India currently has 1.33 billion people. The nation is rapidly running out of drinkable water. 600 million already face acute water shortages in major cities across the country. Another 21 major Indian cities will run out of groundwater in 2020, parching a further 100 million people unto death.
Monsoon rains, upon which India has long depended, are becoming increasingly erratic with global climate change. Monsoon rainfall levels have significantly declined this decade. This year the monsoons arrived late, amid a summer heat wave that killed 140 people.
India has long depleted its groundwater, which has traditionally supplied 40% of people’s water supply. “India’s groundwater resources are severely overdrawn, largely to provide water for irrigation,” reports India’s Central Ground Water Board. Like other countries, 90% of India’s water wastefully goes to agriculture.
Other sources are also running dry. 65% of India’s reservoirs are low.
Running water has already run out in many urban areas, including Chennai, India’s 6th largest city. Hundreds of thousands of Chennai residents wait in line for hours every day to fill their pots from government water tankers. Hospitals and schools lack sufficient water. People must wash their utensils in the same dirty water, saving a scant few bottles of clean water to cook food.
“Since 1990, cities in India grew very rapidly,” said Samrat Basak, director of the World Resource Institution India’s Urban Water Program. “But they grew without considering where resources are coming from.” During urbanization, natural water reservoirs were polluted and destroyed; raw sewage dumped into creeks and rivers rather than treated (a traditional practice worldwide, and still popular in many industrialized countries).
Indians don’t bother to collect rainwater or conserve their rapidly dwindling water resources. This despite the monsoons providing ample seasonal rainfall.
Indians casually foul their water supplies. 70% of India’s population is still rural. 50% of rural water supplies are routinely contaminated with toxic bacteria.

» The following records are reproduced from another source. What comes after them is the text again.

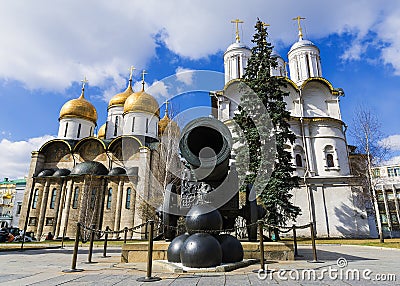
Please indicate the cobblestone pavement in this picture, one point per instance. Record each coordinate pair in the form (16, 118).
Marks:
(44, 267)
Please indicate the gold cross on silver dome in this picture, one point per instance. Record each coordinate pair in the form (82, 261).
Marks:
(237, 22)
(298, 19)
(143, 73)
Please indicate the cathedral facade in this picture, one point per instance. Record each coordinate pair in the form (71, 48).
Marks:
(105, 179)
(102, 180)
(329, 195)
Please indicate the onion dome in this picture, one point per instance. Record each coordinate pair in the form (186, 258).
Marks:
(102, 132)
(142, 102)
(120, 98)
(61, 173)
(89, 168)
(80, 108)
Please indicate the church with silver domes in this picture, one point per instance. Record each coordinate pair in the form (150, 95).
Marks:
(105, 179)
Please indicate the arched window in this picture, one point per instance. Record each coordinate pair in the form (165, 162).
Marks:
(93, 199)
(128, 199)
(79, 130)
(109, 198)
(329, 152)
(75, 199)
(116, 126)
(53, 198)
(35, 199)
(329, 160)
(133, 124)
(299, 160)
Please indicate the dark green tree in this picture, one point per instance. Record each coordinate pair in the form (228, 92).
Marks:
(262, 125)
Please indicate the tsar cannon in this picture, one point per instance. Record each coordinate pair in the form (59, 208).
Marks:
(209, 178)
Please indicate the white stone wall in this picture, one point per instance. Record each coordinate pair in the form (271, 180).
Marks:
(140, 124)
(86, 130)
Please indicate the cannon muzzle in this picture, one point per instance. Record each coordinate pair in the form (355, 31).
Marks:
(206, 144)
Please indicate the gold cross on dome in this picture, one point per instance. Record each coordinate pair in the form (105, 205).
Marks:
(298, 19)
(84, 81)
(131, 69)
(166, 107)
(237, 22)
(143, 73)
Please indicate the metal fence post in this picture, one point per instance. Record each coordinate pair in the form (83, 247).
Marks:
(105, 242)
(148, 277)
(92, 233)
(125, 234)
(296, 254)
(314, 247)
(260, 234)
(75, 253)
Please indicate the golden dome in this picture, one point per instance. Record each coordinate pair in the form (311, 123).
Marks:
(102, 132)
(80, 108)
(142, 101)
(120, 98)
(165, 123)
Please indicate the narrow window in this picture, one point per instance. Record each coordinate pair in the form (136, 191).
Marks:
(79, 131)
(53, 198)
(66, 129)
(299, 160)
(128, 199)
(35, 199)
(75, 200)
(329, 160)
(116, 126)
(93, 199)
(133, 124)
(109, 198)
(308, 65)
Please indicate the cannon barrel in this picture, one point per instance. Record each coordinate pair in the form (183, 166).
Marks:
(206, 144)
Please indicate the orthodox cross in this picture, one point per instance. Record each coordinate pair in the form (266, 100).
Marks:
(131, 69)
(237, 22)
(298, 19)
(143, 73)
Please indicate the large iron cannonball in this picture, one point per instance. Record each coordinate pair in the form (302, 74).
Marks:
(203, 218)
(201, 250)
(232, 249)
(174, 248)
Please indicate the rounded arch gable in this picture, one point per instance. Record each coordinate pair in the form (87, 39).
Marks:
(56, 151)
(91, 149)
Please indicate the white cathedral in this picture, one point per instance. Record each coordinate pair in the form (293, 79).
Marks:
(81, 175)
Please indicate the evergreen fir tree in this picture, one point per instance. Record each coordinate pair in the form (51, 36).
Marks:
(262, 157)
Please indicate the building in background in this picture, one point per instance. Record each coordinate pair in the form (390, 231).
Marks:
(329, 195)
(386, 183)
(11, 196)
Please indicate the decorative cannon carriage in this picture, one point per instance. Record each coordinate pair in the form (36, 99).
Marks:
(208, 177)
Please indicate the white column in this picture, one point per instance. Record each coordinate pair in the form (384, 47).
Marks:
(42, 213)
(67, 205)
(117, 220)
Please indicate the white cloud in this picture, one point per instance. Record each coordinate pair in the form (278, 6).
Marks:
(15, 156)
(184, 75)
(50, 44)
(392, 142)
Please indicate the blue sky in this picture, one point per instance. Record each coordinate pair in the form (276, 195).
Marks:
(44, 53)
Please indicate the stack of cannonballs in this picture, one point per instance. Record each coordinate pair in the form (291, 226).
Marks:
(204, 247)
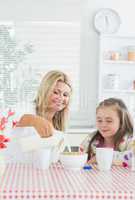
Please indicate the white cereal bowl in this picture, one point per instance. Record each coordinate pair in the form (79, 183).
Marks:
(73, 160)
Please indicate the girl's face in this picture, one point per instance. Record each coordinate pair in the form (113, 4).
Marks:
(59, 97)
(107, 121)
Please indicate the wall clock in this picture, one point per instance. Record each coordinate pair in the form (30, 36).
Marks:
(107, 21)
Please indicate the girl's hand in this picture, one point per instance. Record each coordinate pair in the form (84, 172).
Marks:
(43, 126)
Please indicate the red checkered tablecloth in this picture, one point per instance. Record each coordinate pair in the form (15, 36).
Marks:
(23, 181)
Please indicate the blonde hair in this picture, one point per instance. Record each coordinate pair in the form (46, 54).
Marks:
(126, 124)
(46, 86)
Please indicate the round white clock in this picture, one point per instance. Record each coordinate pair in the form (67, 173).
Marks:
(107, 21)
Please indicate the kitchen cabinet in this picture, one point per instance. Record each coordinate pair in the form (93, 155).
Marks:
(117, 69)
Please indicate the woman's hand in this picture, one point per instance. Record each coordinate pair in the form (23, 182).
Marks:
(43, 126)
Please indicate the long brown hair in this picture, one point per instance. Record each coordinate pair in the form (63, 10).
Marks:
(126, 124)
(47, 84)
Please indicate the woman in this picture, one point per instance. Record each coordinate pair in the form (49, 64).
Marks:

“India is lagging far behind the rest of the world in providing water and sanitation both to its rural and urban populations,” noted World Bank economist Smita Misra. “Not one city in India provides water on an all-day, everyday basis.”
Across the country, Indian governments did nothing to keep water clean or work to ensure a continuing supply. Just this month, Indian policy analyst Brahma Chellaney noted, “the Indian government attempts to show the country that the government appears to be doing something, when in actual terms they have done nothing.” The Indian government under Prime Minister Narendra Modi has made hollow promises about securing India’s water supply, wasting money on worthless huge water projects.
Water shortages have created a liquid apartheid. The rich pay $216 a day for their water, while the poor wait for hours for what little government tanker trucks provide. Local water mafias traffic the precious liquid. “Climate change will have devastating consequences for people in poverty,” noted a United Nations human rights report.
200,000 already die each year from thirst or drinking dirty water. That toll in India will rise to the millions annually within the next few years. And that is just the prelude. Lack of water and blazing heat will depopulate India within the next few decades. Already in the past 20 years air temperature has gone up 2 °C, to an average 26.3 °C (80° F).
Sources:
Meera Subramanian, “India’s terrifying water crisis,” The New York Times (15 July 2019).
Jessie Young et al, “India has just five years to solve its water crisis, experts fear. Otherwise hundreds of millions of lives will be in danger,” CNN (4 July 2019).
Jeffrey Gettleman, “India threatens a new weapon against Pakistan: water,” The New York Times (21 February 2019).
Gardiner Harris, “Rains or not, India is falling short on drinkable water,” The New York Times (12 March 2013).
“Five troubling facts about India’s water crisis,” The Weather Channel (25 August 2019).